SQL Joins and Aggregations for Data Pipelines Quiz

Test your knowledge of SQL joins, aggregations, deduplication, rollups, and upserts. This quiz helps you review important SQL concepts for building effective pipeline transforms and data workflows.

Understanding INNER JOIN Usage
Which SQL join type returns only the rows that have matching values in both tables, such as when combining orders and customers?
1. LEFT JOIN
2. OUTER JOIN
3. FULL JOIN
4. INNER JOIN
Explanation: INNER JOIN returns rows that have matching values in both joined tables, making it useful for combining related data. LEFT JOIN includes all rows from the left table, even if there is no match, while FULL JOIN combines all rows from both sides, with NULLs if there is no match. OUTER JOIN is a general term and is not a specific operator in SQL syntax.
Applying GROUP BY for Aggregations
What SQL clause should you use to roll up total sales amounts by region from a transactions table?
1. ORDER BY
2. GROUP BY
3. HAVING
4. DISTINCT
Explanation: GROUP BY groups rows sharing the same value in specified columns, commonly used with aggregate functions to create rollups. ORDER BY is for sorting results. HAVING filters groups after aggregation, and DISTINCT eliminates duplicate rows without aggregation.
Using COUNT for Deduplication
If you want to count the number of unique customer IDs in a sales table, which SQL function should you use?
1. SUM
2. AVG
3. COUNT(DISTINCT ...)
4. COUNT(*)
Explanation: COUNT(DISTINCT ...) counts unique, non-null values in a column, perfect for deduplicating results. SUM adds up values, AVG returns the mean, and COUNT(*) counts all rows, including duplicates.
LEFT JOIN Result Rows
If you use a LEFT JOIN between users and orders, what will happen to users with no orders?

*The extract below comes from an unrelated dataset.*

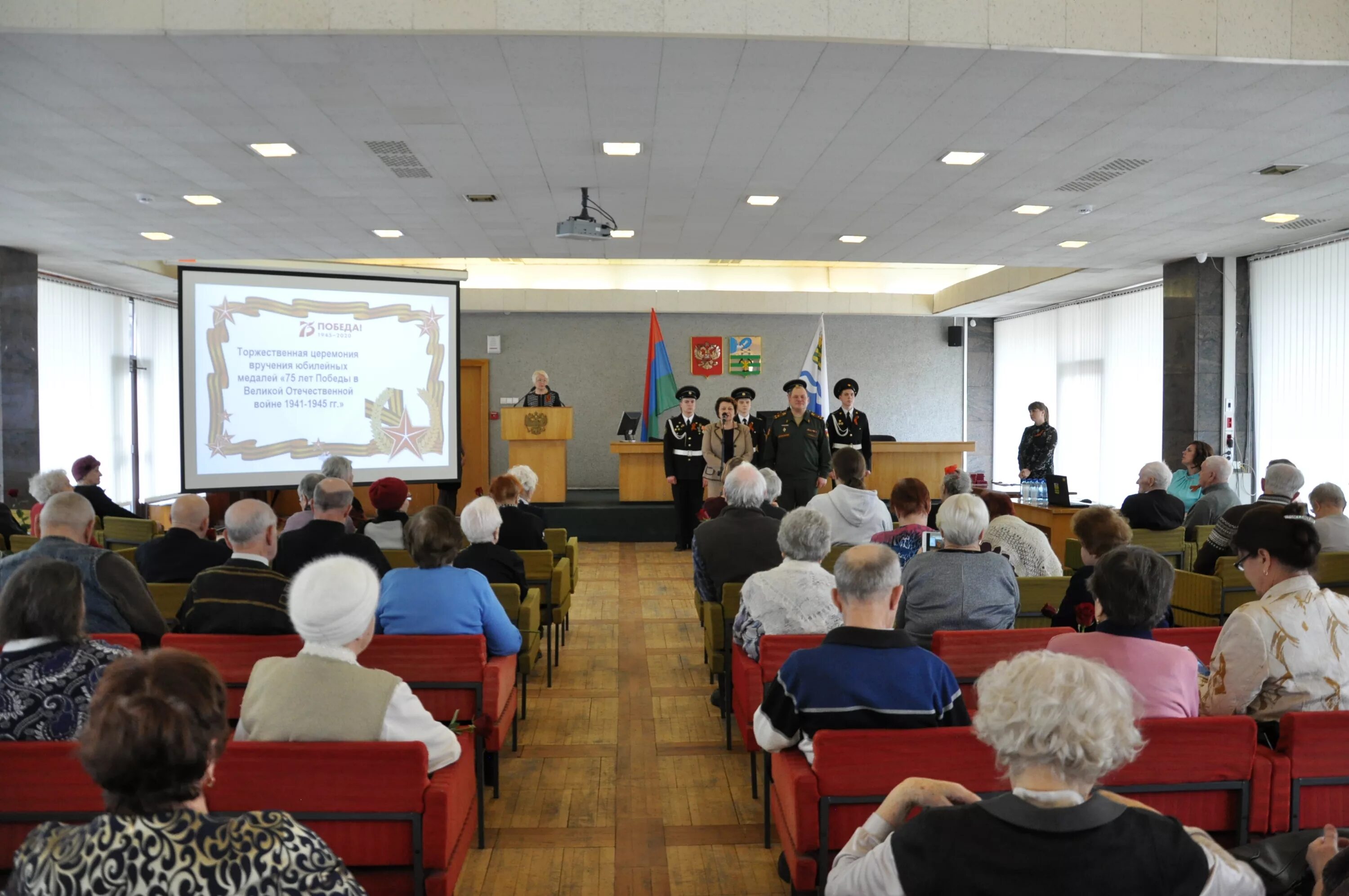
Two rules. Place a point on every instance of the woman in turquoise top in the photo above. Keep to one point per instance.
(1185, 482)
(436, 598)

1. They are excluded from the result.
2. They are duplicated in the result.
3. They appear with NULLs for order columns.
4. They appear with zeroes in order columns.
Explanation: LEFT JOIN includes all rows from the left table (users) and fills in NULLs for right table (orders) columns where no match exists. They are not excluded (that's INNER JOIN), nor would they have zeroes unless specifically assigned. Duplication only happens if multiple matches exist.

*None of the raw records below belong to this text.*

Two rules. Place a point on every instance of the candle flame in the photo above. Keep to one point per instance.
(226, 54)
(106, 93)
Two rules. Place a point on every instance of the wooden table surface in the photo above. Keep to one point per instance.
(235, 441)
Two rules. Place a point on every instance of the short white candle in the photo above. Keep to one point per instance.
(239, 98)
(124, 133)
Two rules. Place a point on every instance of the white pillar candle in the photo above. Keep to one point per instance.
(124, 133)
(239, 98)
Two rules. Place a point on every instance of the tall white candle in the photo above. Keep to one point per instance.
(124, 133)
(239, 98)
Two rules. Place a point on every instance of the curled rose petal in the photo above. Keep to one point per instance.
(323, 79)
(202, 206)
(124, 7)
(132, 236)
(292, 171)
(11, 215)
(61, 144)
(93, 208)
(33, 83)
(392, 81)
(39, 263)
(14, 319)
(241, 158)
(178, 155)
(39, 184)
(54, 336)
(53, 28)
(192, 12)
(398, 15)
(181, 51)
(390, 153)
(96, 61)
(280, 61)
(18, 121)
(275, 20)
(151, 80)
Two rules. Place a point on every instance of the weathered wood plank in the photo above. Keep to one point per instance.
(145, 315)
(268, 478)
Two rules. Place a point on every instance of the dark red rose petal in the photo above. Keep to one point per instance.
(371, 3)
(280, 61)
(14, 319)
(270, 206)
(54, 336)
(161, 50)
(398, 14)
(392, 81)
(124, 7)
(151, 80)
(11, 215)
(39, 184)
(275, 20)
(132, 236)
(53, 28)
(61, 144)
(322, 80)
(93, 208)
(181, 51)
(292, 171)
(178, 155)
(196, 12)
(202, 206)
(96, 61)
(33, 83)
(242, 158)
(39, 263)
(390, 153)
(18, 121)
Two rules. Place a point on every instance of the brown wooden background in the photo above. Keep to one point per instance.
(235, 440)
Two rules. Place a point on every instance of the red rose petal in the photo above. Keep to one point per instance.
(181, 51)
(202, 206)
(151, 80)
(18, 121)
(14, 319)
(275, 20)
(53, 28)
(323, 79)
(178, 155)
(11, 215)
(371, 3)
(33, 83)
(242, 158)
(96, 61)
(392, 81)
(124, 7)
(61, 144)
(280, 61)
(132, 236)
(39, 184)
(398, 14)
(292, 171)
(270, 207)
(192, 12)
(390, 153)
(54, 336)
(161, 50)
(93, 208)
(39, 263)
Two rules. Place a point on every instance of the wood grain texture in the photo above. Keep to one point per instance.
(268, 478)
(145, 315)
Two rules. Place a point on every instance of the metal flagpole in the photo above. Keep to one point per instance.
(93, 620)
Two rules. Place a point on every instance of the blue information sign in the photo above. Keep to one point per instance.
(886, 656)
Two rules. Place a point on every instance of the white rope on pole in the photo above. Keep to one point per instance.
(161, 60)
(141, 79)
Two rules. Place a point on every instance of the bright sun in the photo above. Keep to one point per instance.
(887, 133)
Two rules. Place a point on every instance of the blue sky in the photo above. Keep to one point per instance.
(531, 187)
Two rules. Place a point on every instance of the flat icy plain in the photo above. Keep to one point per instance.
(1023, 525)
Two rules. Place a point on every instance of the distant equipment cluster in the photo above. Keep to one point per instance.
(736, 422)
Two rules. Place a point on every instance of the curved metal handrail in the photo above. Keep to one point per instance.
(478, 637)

Identifying a Rollup Query
Which query type is used to provide subtotals and grand totals, such as sales per region plus an overall total?
1. PIVOT
2. ROLLUP
3. INTERSECT
4. UNION
Explanation: ROLLUP is a GROUP BY extension that adds subtotal and total rows to aggregation results. PIVOT transforms rows to columns, UNION combines results of multiple queries, and INTERSECT returns common rows from queries.
Handling Duplicate Rows
What SQL keyword can be used in a SELECT query to remove duplicate rows from the returned result set?
1. DISTINCT
2. GROUP
3. FILTER
4. UNIQUE
Explanation: DISTINCT returns only unique rows in the result set. UNIQUE is not a SQL keyword for this purpose, though it's a constraint on columns. FILTER and GROUP serve other roles, like conditional aggregation and grouping.
Purpose of an UPSERT Operation
In database terminology, what does an 'upsert' typically do during data transformations?
1. Insert new rows or update existing ones
2. Only delete rows
3. Only select rows
4. Rename columns
Explanation: An upsert inserts new records or updates existing ones if they conflict with primary keys, enabling merge-like functionality. Deleting rows, selecting rows, and renaming columns are unrelated operations.
Selecting Latest Entry per Group
To select the most recent order for each customer, which SQL construct is commonly required?
1. Window functions
2. CASCADE
3. CROSS JOIN
4. TRIGGER
Explanation: Window functions, such as ROW_NUMBER() OVER (PARTITION BY ... ORDER BY ...), help pick the latest entry per group. CROSS JOIN creates all combinations; CASCADE and TRIGGER relate to other database features.
Joining for Deduplication
When deduplicating rows based on email in a users table, which SQL technique is often used?
1. MINUS
2. DROP TABLE
3. Self-join
4. RIGHT JOIN
Explanation: A self-join allows comparing rows within the same table to find or remove duplicates. RIGHT JOIN relates to joining two different tables, DROP TABLE deletes data structures, and MINUS returns set differences.
Aggregating After a Join
Which aggregate function would you use to calculate total revenue by joining orders and products tables?
1. LIST
2. MEDIAN
3. SUM
4. COUNT
Explanation: SUM is used to add together numeric values, such as total revenue. COUNT tallies rows, MEDIAN is not standard in all SQL dialects, and LIST is not a common aggregate function.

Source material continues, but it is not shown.